We have a hub-and-spoke ISP network that connects some of our remote sites back to our core network. It consists of a 50 Mbps headend circuit at our data center, with various sizes of smaller circuits at the remote sites that connect back to the headend circuit (1.5 Mbps all the way up to 20 Mbps). The 50 Mbps headend circuit connects to an ISR4451-X running IOS-XE v16.9.2 (our current IOS-XE standard version due to a variety of reasons). EIGRP is utilized in this network to advertise networks at the remote sites to the headend router.


Our QoS policy on the headend router consists of a nested policy whose goal is to primarily accomplish two things: shape traffic to the size of the circuit at each site, and prioritize traffic based on a standard 5-class model (realtime, control, critical data, scavenger, class-default) - the main benefit being the priority realtime queue for voice traffic, since we utilize Cisco VoIP at all of our sites.

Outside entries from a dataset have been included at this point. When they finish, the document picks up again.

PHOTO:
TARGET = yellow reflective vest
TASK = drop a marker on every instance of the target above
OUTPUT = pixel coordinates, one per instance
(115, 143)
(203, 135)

Below is an example of the policy configuration for a single 5Mbps site and the configuration of the nested policy-map that are configured on the headend router, comments are in red and preceded by an ! - I have color-coded the ACL, class-map, and policy-map names to hopefully make it easier to follow:

! First entry is the remote site Data network, second is the remote site Voice network, third is the IP on the remote site router that faces the ISP network, fourth is the loopback IP for the remote site router
ip access-list extended acl_Remote-Site-1
 permit ip any
 permit ip any
 permit ip any host
 permit ip any host

class-map match-any cm_Remote-Site-1
 match access-group name acl_Remote-Site-1

! Shaping traffic to 5Mbps for the specified class-map and calling the nested policy-map
policy-map pm_WAN-Network
 class cm_Remote-Site-1
  shape average 5000000
   service-policy pm_WAN-Branch-5-Class

! Applying the policy-map to the ISP-facing interface on the ISR4451-X
interface g0/0/1
 service-policy output pm_WAN-Network


This is the configuration for the nested policy-map. It is a standard 5-class model:

class-map match-any REALTIME
 match dscp ef
 match dscp cs5
 match dscp cs4
class-map match-any CONTROL
 match dscp cs6
 match dscp cs3
 match dscp cs2
class-map match-any CRITICAL-DATA
 match dscp af41 af42 af43
 match dscp af31 af32 af33
 match dscp af21 af22 af23
 match dscp af11 af12 af13
class-map match-all SCAVENGER
 match dscp cs1

policy-map pm_WAN-Branch-5-Class
  priority percent 32
 class CONTROL
  bandwidth percent 7
  bandwidth percent 35
  random-detect dscp-based
  bandwidth percent 1
 class class-default
  bandwidth percent 25
  random-detect dscp-based


This is a configuration I inherited that I have modified to apply consistently to all sites on the hub-and-spoke ISP network, and to better suit a company-wide QoS policy, should that ever come to fruition (the config that I inherited was applied haphazardly and basically only separated voice from non-voice traffic, but in some cases it didn't even do that).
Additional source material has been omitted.